During the date importing stage, I rather enjoyed playing with the datetime module which allowed me to pull together data from three separate columns and convert it into one tidy timestamp. Likewise, I found the export stage provided some useful opportunities to practice and better understand some subqueries and grouping strategies that sometimes tie my brain in knots.

Aside from that, it's kind of hard for me to think of any one major eureka moment where a concept really clicked and I finally overcame an obstacle. It was more of a steady stream of small challenges trying to get the syntax right here and there or dialing in the right regex tweak. As I'm typing this though, I realize there was one eureka I'm overlooking, which in fact had me feeling rather dumb just a couple of weeks ago; and that's dealing with name variations via my database design.

Early on in this development process when this was first discussed in class and in a couple of private meetings with Dr. Howison, I just couldn't seem to wrap my head around how having an extra table in my database was going to help me bring together entities with totally different names. It made sense on an intuitive level, but I just couldn't connect the dots to put it into practice. I had such a conceptual blockage going on that my mind just kept trying to come up with other solutions that I COULD wrap my head around. Like, why not just build a python dictionary and process the name variants at the point of .csv reading - before they even reach the database? Interestinglpy enough, I think it was precisely that sort of mental avoidance that finally helped me to understand how it's supposed to work. Clearly I had wrapped my head around the utility of building a temporary python dictionary in order to help pair the variant names with the standardized names, so it was just a small step (or trip really) that led me to realize that that extra team_names table basically is my python dictionary! It's serving the exact same role I was envisioning python should do instead. Like so many things, I really just needed to think my way around the problem to finally see what I was looking at. From there, the rest of my design really started to click into place.

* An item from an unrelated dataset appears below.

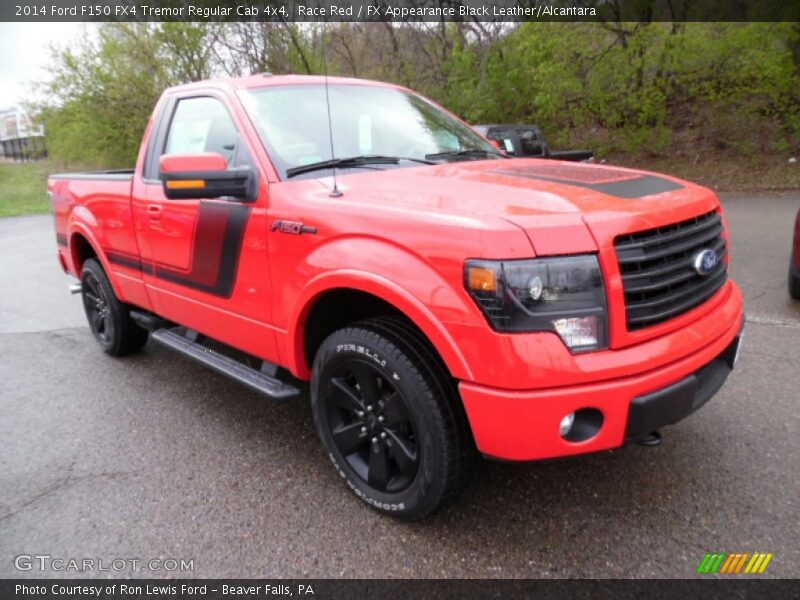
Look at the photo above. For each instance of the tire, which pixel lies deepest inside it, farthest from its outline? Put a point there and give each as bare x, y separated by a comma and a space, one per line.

While wrapping my head around that concept was perhaps my biggest (and somewhat embarrassing) challenge in this project, my favorite accomplishment probably was the name variant identification tool I ended up creating in order to implement that name_variant table. It's really not that all that elegant and I'm sure the same effect can probably be accomplished with a fraction of the code were I more experienced. But, it was a satisfying exercise taking what little python knowledge I have and awkwardly hammering it into my problem until I arrived at a solution that does the essential things I need it to do. It identifies the all the new name variants in my datasets without me having to look over them manually. It gives me the opportunity to match them directly with the appropriate standard name. It facilitates the discarding of non-useful team name variants. And, it remembers what I've discarded so I don't have to do so repeatedely for every line of data it may appear in. It's about all I could ask for short of having python analyze the text directly and select the best match for me -- which I wouldn't trust to begin with. For what I wanted to accomplish in this moment, that bit of code turned out perfect. And it feels good to make something useful with tools I barely understand.

All in all, I'd say this was a successful project for me. Though I'm not particularly proud of the somehwat uninspiring final data analysis portion, I found this to be a fruitful exercise that helped me to better understand all that we've covered over the course of this semester.